There were plenty of particular moments last Sunday, some I caught with my camera, others I didn’t: mountains like giants either side of the narrow road, hundreds of sheep bolting around us, goats standing on sheep, the steam rising from a vat of almost ricotta. However it was the snapshot of a mountain, mist, tree, steam and green that stuck in my mind because it seemed to explain so much. It was like meeting a boyfriend’s parents for the first time. You understand the genetics: the gap in the teeth, the good metabolism, the nervous laugh. In that moment through a minivan window I understood something about the cheese I like to eat.



My dad would have called Sunday a beanday, which is his way of describing a day trip that involves a bloody good lunch. The story goes that when they were first married my dad arranged a surprise trip for my mum to an open day at a historic factory called Beanlands, which had nothing whatsoever to do with beans. On arriving at the factory my mum was less than impressed. However she was slowly drawn into what turned out to be a fascinating if eccentric day of local history. Then there was lunch. From that day on, a day trip arranged by dad for mum was called a beanday. Later, with three kids pre-seatbelt sliding across the backseat of the mustard Rover 3500, there was chanting as we set off on a beanday. As we turned into teenagers, chanting turned into moaning, which may or may not have ended by the time we sat down to lunch. By the time we were old enough to chant again we had left home, which meant my parents were – happily –  back to beansdays for two.

In Rome a group of us have been on three beandays, which haven’t as yet involved beans, but aways involve food and then more food in the form of the good lunch. The first was south to Campania and a town called Grano to meet a man called Franco Pepe who makes pizza.  The second was east across the Apennines then down to the coast and a town called Scerni to meet a man called Luigi Di Lello who makes a salame called ventrincina.
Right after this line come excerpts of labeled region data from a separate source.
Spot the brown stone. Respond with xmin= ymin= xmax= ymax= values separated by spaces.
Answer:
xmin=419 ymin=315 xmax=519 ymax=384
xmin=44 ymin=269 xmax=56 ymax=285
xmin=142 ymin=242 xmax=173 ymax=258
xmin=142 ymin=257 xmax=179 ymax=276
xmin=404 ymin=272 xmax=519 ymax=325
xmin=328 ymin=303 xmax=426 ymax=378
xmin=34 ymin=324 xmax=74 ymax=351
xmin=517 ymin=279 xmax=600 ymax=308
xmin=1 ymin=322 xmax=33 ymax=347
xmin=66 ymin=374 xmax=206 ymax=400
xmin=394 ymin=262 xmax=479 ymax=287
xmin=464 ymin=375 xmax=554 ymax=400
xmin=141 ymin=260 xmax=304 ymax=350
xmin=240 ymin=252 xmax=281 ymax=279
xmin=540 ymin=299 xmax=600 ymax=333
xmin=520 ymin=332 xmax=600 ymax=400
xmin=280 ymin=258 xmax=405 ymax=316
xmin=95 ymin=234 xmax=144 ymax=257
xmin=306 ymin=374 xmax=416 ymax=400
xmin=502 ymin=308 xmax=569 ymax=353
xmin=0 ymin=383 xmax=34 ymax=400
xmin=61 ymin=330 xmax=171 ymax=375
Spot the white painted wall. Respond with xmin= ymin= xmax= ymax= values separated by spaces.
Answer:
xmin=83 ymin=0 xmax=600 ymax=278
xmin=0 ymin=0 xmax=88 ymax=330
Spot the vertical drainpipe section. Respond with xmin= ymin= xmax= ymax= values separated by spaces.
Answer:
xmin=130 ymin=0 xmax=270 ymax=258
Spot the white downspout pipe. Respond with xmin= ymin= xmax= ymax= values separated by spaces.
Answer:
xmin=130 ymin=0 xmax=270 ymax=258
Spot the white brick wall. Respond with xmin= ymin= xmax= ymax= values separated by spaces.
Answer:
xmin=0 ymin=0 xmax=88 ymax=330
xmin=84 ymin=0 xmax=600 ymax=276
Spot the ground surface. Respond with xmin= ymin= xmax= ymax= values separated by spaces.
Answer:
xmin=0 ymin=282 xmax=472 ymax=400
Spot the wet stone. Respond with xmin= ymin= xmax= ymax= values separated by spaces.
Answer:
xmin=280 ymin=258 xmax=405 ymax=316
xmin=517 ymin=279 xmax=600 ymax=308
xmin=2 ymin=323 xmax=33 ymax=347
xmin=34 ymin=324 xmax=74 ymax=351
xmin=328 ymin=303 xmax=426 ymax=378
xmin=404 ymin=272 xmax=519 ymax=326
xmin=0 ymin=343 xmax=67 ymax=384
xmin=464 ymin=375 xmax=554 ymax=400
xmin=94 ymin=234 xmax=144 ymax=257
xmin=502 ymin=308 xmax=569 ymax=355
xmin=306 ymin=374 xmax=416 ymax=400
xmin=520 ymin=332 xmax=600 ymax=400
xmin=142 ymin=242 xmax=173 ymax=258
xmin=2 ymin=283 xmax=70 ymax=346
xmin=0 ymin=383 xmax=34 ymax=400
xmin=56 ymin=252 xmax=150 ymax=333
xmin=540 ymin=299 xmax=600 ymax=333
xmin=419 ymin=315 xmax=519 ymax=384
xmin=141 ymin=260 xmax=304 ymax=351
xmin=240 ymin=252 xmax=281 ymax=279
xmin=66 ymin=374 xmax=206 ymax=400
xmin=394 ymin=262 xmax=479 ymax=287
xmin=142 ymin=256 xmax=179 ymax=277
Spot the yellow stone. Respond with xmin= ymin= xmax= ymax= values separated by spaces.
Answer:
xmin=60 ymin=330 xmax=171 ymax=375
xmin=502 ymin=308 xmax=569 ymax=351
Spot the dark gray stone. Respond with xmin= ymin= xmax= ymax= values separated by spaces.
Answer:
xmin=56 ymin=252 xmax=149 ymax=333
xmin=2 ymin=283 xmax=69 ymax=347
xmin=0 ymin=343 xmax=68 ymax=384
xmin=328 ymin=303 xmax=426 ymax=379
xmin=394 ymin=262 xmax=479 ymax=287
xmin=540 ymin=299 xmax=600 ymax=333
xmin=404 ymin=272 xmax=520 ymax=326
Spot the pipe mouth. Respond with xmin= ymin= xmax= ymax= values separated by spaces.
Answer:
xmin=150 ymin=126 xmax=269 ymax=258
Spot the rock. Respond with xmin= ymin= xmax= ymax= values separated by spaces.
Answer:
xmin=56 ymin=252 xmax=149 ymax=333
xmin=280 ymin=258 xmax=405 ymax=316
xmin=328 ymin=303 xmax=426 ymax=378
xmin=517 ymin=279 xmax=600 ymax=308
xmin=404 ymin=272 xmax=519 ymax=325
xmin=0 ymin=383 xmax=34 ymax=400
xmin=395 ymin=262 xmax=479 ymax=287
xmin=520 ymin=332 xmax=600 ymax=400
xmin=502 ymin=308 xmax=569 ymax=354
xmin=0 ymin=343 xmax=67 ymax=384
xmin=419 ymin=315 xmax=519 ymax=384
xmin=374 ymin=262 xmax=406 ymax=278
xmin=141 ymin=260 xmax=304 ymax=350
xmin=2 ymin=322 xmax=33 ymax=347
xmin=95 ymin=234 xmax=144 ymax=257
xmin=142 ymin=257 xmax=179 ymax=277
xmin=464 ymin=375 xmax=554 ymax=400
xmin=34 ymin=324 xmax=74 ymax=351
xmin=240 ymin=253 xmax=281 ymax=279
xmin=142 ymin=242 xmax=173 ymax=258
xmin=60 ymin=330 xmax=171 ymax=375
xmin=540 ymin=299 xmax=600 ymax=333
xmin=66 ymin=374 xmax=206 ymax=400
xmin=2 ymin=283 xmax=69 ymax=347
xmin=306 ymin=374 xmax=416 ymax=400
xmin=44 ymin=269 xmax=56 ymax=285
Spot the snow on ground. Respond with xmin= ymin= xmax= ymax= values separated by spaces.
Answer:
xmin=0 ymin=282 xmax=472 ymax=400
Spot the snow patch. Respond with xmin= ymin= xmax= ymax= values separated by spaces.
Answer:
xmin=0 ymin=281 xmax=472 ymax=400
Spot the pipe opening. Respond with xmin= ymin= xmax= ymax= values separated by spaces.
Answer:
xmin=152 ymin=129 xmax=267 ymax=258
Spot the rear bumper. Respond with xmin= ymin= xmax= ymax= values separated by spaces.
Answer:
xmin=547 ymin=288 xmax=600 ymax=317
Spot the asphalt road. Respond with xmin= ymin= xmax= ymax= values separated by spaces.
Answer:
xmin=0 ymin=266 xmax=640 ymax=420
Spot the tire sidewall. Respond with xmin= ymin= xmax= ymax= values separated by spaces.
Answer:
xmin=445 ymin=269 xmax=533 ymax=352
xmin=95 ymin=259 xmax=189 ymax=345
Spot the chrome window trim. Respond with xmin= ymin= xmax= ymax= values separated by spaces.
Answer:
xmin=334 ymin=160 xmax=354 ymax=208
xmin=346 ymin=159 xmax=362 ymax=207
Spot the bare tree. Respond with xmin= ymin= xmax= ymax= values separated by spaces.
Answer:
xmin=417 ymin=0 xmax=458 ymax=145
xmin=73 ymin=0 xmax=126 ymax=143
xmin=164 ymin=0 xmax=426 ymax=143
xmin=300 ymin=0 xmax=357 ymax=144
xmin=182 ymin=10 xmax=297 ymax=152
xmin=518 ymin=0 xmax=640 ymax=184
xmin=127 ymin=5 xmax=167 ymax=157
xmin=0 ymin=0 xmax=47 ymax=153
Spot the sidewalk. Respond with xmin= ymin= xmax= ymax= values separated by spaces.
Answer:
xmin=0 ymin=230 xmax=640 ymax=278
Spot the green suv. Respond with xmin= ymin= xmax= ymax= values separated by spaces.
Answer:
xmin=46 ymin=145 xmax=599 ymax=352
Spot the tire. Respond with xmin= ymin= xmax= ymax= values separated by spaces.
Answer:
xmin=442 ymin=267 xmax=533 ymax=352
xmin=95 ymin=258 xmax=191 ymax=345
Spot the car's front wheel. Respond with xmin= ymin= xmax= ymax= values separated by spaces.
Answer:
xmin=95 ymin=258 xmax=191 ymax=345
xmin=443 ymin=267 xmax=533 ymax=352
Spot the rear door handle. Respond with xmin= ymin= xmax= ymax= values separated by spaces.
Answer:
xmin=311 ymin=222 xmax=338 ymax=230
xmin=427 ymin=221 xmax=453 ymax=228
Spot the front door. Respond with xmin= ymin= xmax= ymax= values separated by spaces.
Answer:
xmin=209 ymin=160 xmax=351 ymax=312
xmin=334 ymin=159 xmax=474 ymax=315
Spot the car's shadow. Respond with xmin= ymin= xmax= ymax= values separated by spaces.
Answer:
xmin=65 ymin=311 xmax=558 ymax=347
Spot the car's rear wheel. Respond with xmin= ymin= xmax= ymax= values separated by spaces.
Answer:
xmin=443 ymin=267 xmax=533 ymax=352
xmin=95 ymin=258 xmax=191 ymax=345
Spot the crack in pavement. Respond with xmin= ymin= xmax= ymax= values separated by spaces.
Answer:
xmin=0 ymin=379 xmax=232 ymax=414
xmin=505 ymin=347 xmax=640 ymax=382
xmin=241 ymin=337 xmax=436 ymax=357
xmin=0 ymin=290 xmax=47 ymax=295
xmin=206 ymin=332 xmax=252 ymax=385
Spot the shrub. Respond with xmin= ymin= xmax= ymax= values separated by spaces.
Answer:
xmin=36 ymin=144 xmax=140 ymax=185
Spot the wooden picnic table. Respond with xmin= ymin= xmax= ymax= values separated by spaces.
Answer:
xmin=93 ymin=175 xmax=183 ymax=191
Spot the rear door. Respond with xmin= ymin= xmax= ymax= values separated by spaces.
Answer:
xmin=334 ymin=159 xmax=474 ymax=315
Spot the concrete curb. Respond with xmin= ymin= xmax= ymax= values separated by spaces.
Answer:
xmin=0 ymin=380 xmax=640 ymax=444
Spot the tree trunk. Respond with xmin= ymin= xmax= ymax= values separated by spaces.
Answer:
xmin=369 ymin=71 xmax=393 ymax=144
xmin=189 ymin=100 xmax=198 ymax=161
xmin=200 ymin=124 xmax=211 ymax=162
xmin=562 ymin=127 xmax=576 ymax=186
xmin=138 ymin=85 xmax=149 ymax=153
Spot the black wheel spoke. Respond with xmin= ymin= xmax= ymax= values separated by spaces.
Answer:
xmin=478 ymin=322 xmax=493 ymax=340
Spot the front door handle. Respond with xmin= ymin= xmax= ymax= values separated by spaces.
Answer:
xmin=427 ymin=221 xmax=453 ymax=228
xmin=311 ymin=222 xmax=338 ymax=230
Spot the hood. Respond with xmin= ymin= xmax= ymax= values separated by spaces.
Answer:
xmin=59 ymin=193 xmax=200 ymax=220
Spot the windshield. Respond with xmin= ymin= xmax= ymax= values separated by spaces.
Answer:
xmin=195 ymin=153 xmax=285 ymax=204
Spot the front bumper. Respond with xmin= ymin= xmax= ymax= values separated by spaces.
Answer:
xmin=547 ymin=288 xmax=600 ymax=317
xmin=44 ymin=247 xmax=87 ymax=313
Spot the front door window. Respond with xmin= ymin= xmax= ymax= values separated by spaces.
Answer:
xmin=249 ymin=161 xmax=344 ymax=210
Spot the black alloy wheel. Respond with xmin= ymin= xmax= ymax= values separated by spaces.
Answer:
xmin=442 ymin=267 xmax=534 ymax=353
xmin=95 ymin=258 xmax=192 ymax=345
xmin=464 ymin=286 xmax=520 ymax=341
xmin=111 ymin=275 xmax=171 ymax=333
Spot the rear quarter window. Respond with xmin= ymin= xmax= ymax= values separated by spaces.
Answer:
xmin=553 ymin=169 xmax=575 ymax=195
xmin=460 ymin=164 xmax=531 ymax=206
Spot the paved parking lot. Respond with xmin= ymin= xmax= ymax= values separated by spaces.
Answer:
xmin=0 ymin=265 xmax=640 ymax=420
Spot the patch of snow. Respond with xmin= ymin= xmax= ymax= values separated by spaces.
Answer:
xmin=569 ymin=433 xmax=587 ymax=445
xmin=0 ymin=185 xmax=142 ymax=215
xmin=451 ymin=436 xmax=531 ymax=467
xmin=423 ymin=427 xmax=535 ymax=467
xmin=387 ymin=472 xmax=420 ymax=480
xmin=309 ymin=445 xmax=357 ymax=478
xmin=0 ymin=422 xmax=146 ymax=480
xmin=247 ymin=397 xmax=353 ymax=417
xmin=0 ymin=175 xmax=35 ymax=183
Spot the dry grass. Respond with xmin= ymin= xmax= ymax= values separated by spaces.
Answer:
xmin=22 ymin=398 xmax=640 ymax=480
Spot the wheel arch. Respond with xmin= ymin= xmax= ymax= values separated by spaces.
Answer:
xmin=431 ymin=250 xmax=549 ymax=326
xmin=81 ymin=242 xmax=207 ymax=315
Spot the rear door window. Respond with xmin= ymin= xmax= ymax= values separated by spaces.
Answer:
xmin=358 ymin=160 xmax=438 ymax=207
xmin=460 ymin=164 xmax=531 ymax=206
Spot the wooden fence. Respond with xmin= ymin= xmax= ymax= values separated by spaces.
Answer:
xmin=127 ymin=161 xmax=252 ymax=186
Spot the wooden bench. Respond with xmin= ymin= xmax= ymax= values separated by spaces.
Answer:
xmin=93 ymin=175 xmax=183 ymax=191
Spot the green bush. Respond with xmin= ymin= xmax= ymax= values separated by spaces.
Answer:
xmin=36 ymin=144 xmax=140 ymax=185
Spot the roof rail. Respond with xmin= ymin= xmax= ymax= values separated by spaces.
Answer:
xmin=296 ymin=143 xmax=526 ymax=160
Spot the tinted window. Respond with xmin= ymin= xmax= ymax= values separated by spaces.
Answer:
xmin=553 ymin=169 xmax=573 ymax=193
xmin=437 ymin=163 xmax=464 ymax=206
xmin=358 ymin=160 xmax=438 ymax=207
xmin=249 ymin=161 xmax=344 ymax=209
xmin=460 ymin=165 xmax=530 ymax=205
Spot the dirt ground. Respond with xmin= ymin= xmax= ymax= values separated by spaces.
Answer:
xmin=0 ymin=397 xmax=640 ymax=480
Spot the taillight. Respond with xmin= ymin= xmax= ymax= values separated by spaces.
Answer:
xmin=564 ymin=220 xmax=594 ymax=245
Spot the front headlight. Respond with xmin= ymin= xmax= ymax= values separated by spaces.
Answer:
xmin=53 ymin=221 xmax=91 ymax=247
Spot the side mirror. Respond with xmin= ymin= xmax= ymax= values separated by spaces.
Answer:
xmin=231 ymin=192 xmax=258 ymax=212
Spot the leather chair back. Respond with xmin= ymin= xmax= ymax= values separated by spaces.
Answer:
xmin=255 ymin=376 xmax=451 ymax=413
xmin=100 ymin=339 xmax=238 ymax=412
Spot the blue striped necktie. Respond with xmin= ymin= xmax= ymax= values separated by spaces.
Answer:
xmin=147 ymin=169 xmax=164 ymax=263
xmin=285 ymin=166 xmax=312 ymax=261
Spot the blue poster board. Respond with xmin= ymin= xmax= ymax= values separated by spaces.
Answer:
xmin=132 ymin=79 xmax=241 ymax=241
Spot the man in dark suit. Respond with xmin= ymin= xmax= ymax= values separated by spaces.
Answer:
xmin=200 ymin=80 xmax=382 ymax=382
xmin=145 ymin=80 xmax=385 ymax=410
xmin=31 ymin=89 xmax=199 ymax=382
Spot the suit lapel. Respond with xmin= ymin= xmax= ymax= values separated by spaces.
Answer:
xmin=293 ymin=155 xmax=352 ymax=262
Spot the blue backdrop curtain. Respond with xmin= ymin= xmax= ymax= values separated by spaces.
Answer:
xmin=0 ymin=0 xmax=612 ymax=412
The third – Sunday – was east into Abruzzo again, up and up into the mountains and a town called Scanno meet a man called Gregorio Rotolo who makes cheese.



Actually we didn’t meet Gregorio. He was away, as he is every weekend, at a food and wine fair. Gregorio is a shepherd. During the week he works with his family, workers and pack of 40 white Pastori Maremmani sheepdogs tending to 1500 sheep, goats and cows high in the mountains. At the weekend he travels hard to promote and sell his cheese. At fairs he stands or sits (only occasionally dozing) behind a stall of his cheese: some wide and soft, others like big tear drops or stout ridged barrels the colour of sea-washed pebbles. He is a big man, as is his knife, the tip of which is pressed into the wooden board ready to cut slices of cheese with unnerving confidence. It was at fair of sorts in the old slaughterhouse in Testaccio I first encountered the man, his cheese and his knife. I tasted an aged pecorino, deep-yellow, crystalline with a sweet-sharp flavour that burrowed into my tongue. ‘Who is that man near the wine tasting’ I asked Francesca who brings her equally fine Abruzzese cheese to the farmers market each Sunday – a drive all the more impressive now we have done it. ‘Gregorio, mio zio‘ (my uncle)’ she replied. Francesca then went on to explain how they were an extended family of shepherds and cheese makers near Scanno on the edge of the Abruzzo national park. ‘You must visit‘ she said. ‘Then you will understand the cheese‘.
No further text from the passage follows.